Imagining Jujutsu UX in Git
Evolving Git
Git has enabled an explosion in collaborative software development while remaining a thorn in many engineers' sides. I see developers troubleshooting merge conflicts or struggling to juggle branches roughly once per month. Last month, it was me! Git developers are working to evolve the project, including configuring new repositories with SHA-256, more efficient reference distribution via reftables, promisor remotes for excluding large file history by-default, and more opinionated user-facing commands. More secure default hash functions and efficient reference storage are important enhancements, but their absence has not been mentioned in any Git complaint I've heard. When I hear people complain about Git, they are complaining about the user experience. New user commands, as planned by Git's development team, could address the user experience dissatisfaction that's remained for 20 years.
For anyone thinking through improved user-facing commands for the git CLI, Jujutsu is an obvious source of inspiration.
The jj CLI has led the field in providing opinionated commands that its users adore.
Stable change identifiers provide clear relationships across commits.
The jj rolling-commit workflow, which treats the working copy as the single source of truth without any manual staging, removes one of the trees from your mental three-way merge: the base commit tree, the working copy, and the staged index.
For true merge conflicts, automatically-recorded conflict resolutions ensure you don't need to resolve the same conflict twice.
Using jj also lowers your risk of losing work when juggling branches (or bookmarks, in Jujutsu's parlance).
In addition to every change being captured automatically in a commit, without manual staging, all operations are reversible via the operation log.
Thanks to jj undo and jj redo, every user interaction is reversible.
Jujutsu also provides a new sidecar database, the .jj directory, for its own data model.
This data model was not designed to enable more flexible user-facing commands; it's an end unto itself.
Jujutsu's data model was developed by a large organization (Google) to support source control management at the massive scale large organizations need.
A CLI with an improved user experience — jj — was then wrapped around this new, scalable data model.
While I suspect that Jujutsu's data model is more flexible than the vast majority of developers need it to be, the jj user experience is preferred to the git CLI's for many developers.
Thankfully, the jj user experience is largely expressible with Git's data model, and it's possible that this expression can scale to real usage.
We can build a new git CLI experience — a git jj perhaps — that provides all of the jj CLI's beloved user commands without changing Git's data model or adding sidecars.
Thinking through how jj data can be stored directly in the .git directory is, in my opinion, a useful exercise.
Please read this post as a sketch of ideas that may be worth further investigation in the project of improving Git's user experience.

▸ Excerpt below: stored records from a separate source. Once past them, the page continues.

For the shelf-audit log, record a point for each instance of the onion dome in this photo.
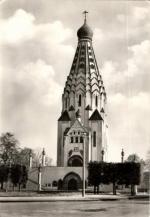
(85, 32)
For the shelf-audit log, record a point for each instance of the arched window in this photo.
(94, 138)
(81, 139)
(54, 184)
(96, 101)
(76, 139)
(71, 139)
(79, 102)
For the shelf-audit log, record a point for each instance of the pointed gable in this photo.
(77, 126)
(71, 108)
(96, 116)
(88, 107)
(102, 110)
(64, 116)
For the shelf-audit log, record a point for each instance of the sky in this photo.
(38, 41)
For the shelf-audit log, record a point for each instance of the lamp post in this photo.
(102, 152)
(83, 168)
(122, 156)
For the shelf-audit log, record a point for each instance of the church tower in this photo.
(83, 107)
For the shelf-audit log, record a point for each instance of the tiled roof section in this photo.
(102, 110)
(88, 107)
(95, 116)
(64, 116)
(84, 74)
(71, 108)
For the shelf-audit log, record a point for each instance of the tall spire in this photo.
(85, 32)
(85, 15)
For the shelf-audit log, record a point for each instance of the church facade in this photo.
(82, 125)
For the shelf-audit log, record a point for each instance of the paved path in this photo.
(61, 198)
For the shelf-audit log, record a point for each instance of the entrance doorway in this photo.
(72, 184)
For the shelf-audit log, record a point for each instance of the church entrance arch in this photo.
(75, 161)
(72, 182)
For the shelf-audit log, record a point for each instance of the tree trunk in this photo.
(98, 189)
(114, 188)
(133, 190)
(2, 184)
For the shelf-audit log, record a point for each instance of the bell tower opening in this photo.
(75, 161)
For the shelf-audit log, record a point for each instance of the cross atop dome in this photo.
(85, 15)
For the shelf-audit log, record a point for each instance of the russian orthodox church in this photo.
(83, 107)
(82, 119)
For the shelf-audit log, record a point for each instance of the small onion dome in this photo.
(43, 152)
(85, 32)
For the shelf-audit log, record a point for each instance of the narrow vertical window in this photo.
(76, 139)
(96, 101)
(94, 138)
(71, 139)
(79, 102)
(66, 103)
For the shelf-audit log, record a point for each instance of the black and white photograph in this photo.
(74, 108)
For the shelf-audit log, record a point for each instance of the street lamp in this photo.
(122, 155)
(83, 168)
(39, 177)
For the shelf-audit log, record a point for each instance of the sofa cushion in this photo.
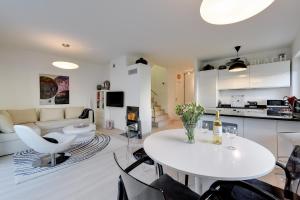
(34, 127)
(51, 125)
(6, 137)
(23, 116)
(73, 112)
(51, 114)
(6, 124)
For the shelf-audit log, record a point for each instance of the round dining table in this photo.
(209, 162)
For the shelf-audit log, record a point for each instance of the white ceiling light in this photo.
(65, 65)
(222, 12)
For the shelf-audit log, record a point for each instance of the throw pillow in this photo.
(23, 116)
(51, 114)
(73, 112)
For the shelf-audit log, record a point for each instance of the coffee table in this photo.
(80, 130)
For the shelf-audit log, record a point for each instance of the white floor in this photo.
(95, 178)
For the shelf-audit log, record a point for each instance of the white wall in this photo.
(159, 80)
(19, 78)
(295, 90)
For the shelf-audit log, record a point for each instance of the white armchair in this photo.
(56, 148)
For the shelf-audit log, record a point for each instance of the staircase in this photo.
(159, 117)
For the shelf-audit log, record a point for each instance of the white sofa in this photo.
(42, 120)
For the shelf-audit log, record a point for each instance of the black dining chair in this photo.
(292, 173)
(166, 188)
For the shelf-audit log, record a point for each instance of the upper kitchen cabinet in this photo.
(208, 88)
(270, 75)
(233, 80)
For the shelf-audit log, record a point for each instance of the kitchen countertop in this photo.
(255, 115)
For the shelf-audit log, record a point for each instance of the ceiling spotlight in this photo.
(65, 45)
(65, 65)
(220, 12)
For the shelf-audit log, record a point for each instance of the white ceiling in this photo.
(168, 32)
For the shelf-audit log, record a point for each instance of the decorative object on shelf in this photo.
(99, 87)
(54, 89)
(109, 124)
(208, 67)
(189, 114)
(282, 57)
(236, 64)
(106, 85)
(222, 67)
(142, 61)
(221, 12)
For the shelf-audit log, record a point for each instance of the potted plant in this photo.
(189, 115)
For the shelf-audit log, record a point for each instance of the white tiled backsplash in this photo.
(259, 95)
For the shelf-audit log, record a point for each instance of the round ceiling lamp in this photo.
(65, 65)
(221, 12)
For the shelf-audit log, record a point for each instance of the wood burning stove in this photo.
(133, 122)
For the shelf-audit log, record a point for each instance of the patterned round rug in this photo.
(81, 150)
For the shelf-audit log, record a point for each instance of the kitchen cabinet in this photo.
(233, 80)
(270, 75)
(263, 132)
(288, 134)
(208, 88)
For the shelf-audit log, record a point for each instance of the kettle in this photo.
(291, 101)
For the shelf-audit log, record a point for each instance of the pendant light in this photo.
(237, 65)
(221, 12)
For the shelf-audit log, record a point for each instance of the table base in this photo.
(202, 184)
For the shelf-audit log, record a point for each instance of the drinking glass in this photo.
(232, 132)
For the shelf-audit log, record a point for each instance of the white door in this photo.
(208, 88)
(189, 87)
(179, 89)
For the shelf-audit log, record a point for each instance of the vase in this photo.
(189, 131)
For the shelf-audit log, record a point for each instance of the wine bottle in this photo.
(217, 129)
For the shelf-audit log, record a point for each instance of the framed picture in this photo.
(54, 89)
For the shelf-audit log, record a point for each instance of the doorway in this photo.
(189, 89)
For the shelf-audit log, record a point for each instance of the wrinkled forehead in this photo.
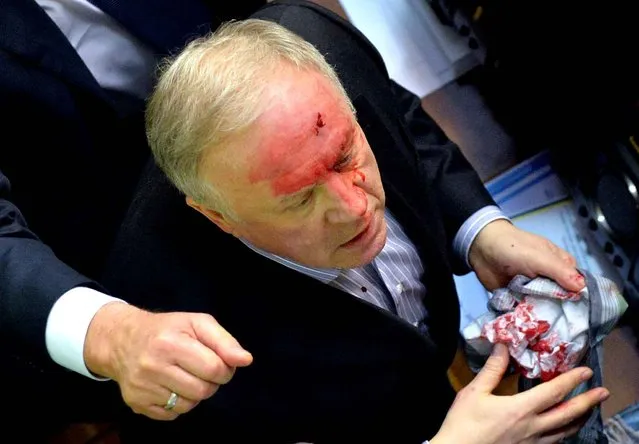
(303, 120)
(304, 116)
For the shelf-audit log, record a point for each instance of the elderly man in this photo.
(345, 208)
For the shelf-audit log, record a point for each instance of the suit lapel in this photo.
(28, 32)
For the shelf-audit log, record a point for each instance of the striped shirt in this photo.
(393, 280)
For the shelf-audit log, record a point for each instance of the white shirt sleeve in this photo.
(67, 327)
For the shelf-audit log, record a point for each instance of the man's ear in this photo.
(214, 216)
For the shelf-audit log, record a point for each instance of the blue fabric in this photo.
(166, 25)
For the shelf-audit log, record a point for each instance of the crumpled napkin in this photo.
(545, 327)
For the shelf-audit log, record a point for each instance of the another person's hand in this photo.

Git has been ubiquitous in the software industry for over 10 years; I do not believe any of the ideas in this post are novel or complete. I do believe, though, that revisiting previously proposed ideas periodically has value; this is particularly true when the ideas are relevant to an active search for improved usability tools in Git.
Data in Git
Git, like Jujutsu, separates its data model from its user experience.
The Git user experience is held entirely in the git CLI that we all know, and some love. (For the record, I include myself in the set of developers who love the git CLI!) The underlying data is stored in Merkle trees with compressed data stored as leaves, or blobs.
Each tree is an ordered list of its contents: other trees, and blobs.
Git captures trees in commits, which are nodes in the directed acyclic graph (DAG) that may contain the hashes of parent commits, and always contain the hash of a single tree.
Every branch, or more generically every ref, is a (often human-readable) label that links to a commit.
When any Git object is not linked-to by another object or ref, that object is liable to be deleted in Git's garbage collection pass.
Git requires you to stage changes you make to your working copy.
Those changes are stored in a special binary file: .git/index.
When committing, the changes to commit are pulled directly from the index, not from the working copy.
All objects are stored in the objects directory under .git, and all refs (with the exception of most SCREAMING_SNAKE_CASE files, which are reserved for git) are stored in the refs directory.
Other files in .git are for features specific to git that are separate from its data model, such as repository configuration options, rerere cache, and the packed-refs file.
For a more complete overview, see the Git project documentation.
An example of Git's directory structure is shown immediately below.
$ tree .git -L1
.git
├── config
├── description
├── FETCH_HEAD
├── fsmonitor--daemon
├── fsmonitor--daemon.ipc
├── HEAD
├── hooks
├── index
├── info
├── logs
├── MERGE_RR
├── objects
├── ORIG_HEAD
├── packed-refs
├── refs
└── rr-cache
8 directories, 9 filesData in Jujutsu
The Jujutsu data model differs from Git in ways that are more relevant to massive organizations than they are to individual developers.
Objects, operations, indices, and working copies are all tracked independently in separate databases.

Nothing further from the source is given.